While Western economies wither, China is in an entirely different predicament. Beset by high inflation and a frothy real estate market, Chinese policymakers have been trying to cool their economy for going on two years. The central bank, the People’s Bank of China, has led the charge, restricting loans to real estate and hiking the required reserve ratio 12 times in 21 months.

Thanks to this, along with slower growth in the United States and Europe, Chinese inflation is now waning. Add an incipient export slowdown, and China may soon be able to loosen credit to everything but real estate. Neither too hot nor too cold, this Goldilocks economy superficially looks just right for China.

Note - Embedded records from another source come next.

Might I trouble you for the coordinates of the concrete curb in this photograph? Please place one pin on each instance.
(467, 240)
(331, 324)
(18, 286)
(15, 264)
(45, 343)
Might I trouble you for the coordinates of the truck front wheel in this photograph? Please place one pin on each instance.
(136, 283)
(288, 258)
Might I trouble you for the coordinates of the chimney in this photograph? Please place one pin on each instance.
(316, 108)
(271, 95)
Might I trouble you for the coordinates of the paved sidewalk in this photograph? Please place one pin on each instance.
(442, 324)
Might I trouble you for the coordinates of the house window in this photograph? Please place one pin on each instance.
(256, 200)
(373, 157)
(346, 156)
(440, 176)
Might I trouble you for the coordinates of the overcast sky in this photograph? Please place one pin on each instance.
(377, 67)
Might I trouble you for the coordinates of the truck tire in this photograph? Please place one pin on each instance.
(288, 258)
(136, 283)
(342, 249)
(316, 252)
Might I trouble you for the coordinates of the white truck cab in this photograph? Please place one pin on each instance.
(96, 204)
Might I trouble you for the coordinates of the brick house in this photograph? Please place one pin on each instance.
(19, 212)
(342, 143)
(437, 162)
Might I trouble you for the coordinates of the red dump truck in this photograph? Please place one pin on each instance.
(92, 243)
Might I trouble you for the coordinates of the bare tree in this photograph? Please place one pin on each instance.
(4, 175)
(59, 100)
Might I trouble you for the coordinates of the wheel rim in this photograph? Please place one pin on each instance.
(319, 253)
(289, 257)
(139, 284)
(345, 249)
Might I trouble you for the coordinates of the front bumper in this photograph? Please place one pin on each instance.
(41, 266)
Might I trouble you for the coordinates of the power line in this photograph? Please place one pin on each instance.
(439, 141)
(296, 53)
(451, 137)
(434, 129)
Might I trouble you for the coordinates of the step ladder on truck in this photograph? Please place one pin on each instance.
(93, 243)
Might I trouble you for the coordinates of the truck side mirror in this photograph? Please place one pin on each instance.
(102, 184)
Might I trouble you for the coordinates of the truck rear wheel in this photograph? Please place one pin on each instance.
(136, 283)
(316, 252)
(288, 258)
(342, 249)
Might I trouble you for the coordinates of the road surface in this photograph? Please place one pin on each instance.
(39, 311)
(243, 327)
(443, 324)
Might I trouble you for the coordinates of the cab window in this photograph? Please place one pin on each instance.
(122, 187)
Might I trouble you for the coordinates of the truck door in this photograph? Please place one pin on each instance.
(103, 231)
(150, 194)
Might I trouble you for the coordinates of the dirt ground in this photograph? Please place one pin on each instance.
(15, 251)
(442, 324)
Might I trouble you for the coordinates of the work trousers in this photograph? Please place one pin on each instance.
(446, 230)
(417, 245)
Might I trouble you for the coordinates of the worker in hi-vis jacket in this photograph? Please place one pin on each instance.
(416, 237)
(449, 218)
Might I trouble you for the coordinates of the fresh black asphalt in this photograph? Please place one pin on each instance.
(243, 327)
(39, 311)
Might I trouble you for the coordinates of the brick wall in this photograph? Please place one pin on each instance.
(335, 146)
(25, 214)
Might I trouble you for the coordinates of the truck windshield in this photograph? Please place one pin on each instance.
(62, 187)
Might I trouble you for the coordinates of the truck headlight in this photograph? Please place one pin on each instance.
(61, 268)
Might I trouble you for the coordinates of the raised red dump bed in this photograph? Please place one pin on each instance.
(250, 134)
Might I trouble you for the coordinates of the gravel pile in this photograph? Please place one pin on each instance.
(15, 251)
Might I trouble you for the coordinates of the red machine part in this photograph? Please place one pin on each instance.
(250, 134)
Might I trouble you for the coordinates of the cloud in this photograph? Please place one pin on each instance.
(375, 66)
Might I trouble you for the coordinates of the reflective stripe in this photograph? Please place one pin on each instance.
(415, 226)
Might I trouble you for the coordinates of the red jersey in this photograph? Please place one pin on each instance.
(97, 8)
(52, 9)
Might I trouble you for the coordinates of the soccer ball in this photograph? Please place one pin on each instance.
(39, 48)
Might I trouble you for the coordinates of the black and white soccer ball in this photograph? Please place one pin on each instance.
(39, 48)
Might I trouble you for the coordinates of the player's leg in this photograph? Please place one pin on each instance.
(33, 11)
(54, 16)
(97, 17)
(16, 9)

Unfortunately, the reality is that China’s economy more closely resembles a boiling bowl of porridge with a clump of ice in the middle. Poorer provinces are on a debt-fueled construction binge in open defiance of Beijing, so policymakers have to over-tighten where they do have control.

from George Chen:

China is still waiting for inflation to peak

By George Chen
The opinions expressed are the author’s own.

How time flies. It's already the end of August and speculations naturally arise about what China's inflation reading will be for this month.

The most optimistic view these days is that the August Consumer Price Index (CPI) could decline to below 6 percent. The most pessimistic view I've heard is that growth has slowed down in August, but probably only to 6.2 percent or 6.3 percent.